Alvis first suffered the injury Oct. 5 against Michigan State. He left the game in the first half and didn't return. After a bye week, he gave it a shot at Ohio State and lasted a couple of series before heading to the bench clearly in pain.
The worst part, Alvis said, was the four weeks he didn't dress. He spent his days in the training room trying to heal. He watched games from the sidelines in a sweat suit.
"It's not just six months out of the year that you're thinking about football, it's 12," Alvis said. "You work so hard for the year and something like this pops up, it's almost like, 'What do I do now.' There were some dark times and I had to step away from the field. Putting one foot in front of the other was the most important thing."
Alvis wasn't in uniform for Wisconsin, Northwestern, Purdue and Michigan. He watched as fellow D-lineman Louis Trinca-Pasat put the finishing touches on an overtime win with a tackle on Northwestern quarterback Kain Colter on the game's final play. Then, Iowa hung on against Michigan and the players rushed the field.
The back finally cooled off enough for him to play maybe a dozen and a half snaps against Nebraska. This week, he declared that he "feels like his old self."

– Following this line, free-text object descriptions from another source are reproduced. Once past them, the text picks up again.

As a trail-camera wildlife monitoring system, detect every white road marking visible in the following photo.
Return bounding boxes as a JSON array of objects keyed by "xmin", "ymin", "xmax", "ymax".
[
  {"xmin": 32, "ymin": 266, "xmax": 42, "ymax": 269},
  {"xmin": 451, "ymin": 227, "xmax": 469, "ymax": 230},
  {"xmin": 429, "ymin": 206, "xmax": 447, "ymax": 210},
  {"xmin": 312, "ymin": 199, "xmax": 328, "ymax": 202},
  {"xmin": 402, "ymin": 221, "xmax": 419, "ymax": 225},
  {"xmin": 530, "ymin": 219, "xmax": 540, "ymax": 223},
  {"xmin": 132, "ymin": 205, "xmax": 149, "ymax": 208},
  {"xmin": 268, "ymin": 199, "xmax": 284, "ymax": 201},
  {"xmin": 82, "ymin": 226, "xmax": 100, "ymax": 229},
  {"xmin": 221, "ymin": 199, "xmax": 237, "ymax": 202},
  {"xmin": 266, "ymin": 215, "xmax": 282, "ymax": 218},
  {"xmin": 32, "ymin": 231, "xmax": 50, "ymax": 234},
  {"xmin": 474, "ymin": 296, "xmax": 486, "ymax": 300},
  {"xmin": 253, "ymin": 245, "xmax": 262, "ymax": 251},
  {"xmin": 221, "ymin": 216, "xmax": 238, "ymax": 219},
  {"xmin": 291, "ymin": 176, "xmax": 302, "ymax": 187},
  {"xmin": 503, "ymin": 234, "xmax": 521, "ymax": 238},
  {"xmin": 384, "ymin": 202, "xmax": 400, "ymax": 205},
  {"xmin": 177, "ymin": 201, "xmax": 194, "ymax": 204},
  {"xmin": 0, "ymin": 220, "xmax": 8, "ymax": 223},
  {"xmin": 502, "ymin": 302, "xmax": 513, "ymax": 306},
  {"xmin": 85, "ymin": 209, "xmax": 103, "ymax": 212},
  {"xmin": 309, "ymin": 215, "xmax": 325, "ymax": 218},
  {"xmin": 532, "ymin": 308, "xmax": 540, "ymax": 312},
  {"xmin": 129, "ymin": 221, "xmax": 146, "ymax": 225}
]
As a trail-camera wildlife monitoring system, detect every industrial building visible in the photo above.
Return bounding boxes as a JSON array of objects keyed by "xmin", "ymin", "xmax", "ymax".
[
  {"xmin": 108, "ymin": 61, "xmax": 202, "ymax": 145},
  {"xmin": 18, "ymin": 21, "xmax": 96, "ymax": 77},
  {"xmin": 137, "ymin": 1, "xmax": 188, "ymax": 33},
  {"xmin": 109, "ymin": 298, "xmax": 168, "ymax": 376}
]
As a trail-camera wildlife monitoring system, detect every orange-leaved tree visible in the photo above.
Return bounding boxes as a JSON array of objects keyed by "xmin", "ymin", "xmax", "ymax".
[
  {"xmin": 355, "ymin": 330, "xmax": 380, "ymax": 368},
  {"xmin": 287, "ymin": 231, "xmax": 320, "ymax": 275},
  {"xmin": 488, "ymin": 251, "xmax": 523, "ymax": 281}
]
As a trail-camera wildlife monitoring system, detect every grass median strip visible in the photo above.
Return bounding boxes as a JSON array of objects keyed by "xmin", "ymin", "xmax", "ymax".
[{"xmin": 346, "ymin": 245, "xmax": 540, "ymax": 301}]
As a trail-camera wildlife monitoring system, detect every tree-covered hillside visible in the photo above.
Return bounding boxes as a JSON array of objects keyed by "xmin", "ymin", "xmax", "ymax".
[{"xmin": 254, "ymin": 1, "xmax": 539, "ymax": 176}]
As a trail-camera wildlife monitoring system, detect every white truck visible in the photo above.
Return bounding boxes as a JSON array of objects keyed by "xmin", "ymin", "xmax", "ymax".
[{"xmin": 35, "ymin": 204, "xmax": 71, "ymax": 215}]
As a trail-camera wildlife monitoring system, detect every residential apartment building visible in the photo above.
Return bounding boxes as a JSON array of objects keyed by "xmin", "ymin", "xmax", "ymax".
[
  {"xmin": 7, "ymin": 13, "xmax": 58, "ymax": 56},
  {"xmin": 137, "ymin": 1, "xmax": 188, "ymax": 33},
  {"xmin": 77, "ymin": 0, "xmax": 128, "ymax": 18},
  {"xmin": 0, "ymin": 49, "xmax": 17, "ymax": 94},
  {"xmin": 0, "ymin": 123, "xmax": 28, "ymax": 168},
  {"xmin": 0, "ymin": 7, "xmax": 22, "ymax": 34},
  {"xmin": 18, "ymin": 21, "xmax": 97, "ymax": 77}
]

"He looks 100 percent, he's moving around really well," defensive coordinator Phil Parker said. "He gives us more depth. This is a big offensive line and they can wear you out."
Alvis added a dose of perspective. It rained at practice Sunday, but it's still Florida.
"All things considered, we're down in Tampa, we're having a good time, we get to play a great team," said Alvis, who has four tackles for loss and a sack this season. "You can't ask for anything more."
4-3 here to stay
Iowa has been a 4-3 defense from the minute Kirk Ferentz took over in 1999. It's a fit as far as the players Iowa can attract and develop.
Parker said that starts with finding defensive linemen. Iowa's track record there is solid, and so he sees no reason to move off a 4-3 alignment.
"We're based up front, with big guys on both sides of the ball," said Parker, who's finishing up his second season as defensive coordinator (he re-assumed secondary coach duties after dropping those last season to concentrate on coordinator). "That's where it starts. You have to be strong up the middle. You have to have good inside linebackers, you have to have good safeties. I think that's where it all starts.
"We play a split safety look in 4-3, we have consistency. We didn't give up many big plays. You see a lot of guys do it, try to bring heat all the time, and they give up big plays."
Iowa finished seventh in the nation in total defense (303.2 yards a game). The big plays Parker mentioned? Iowa finished fourth in the country with just 123 plays of 10-plus yards against. On plays of 20-plus yards against, Iowa is tied Florida State for No. 1 in the nation with just 30.
"We've done a good job containing teams and not giving up big plays," Parker said. "I think this is the lowest we've ever been there."
Still a walk-on
Travis Perry will be a junior and Iowa's starting outside linebacker next season. For now, he's also still a walk-on.
Perry has been the backup to Christian Kirksey at the position the last two years. He played on a ton of special teams units. Iowa is getting a ton of mileage out of the sophomore from Urbandale, who walked on at Iowa over scholarship offers from FCS schools Northern Iowa, South Dakota and Eastern Illinois.
The 6-2, 232-pounder, who made nine tackles mostly on special teams this season, isn't sweating a scholarship."I'm not worried about that right now at all," he said. "I just want to help this team win."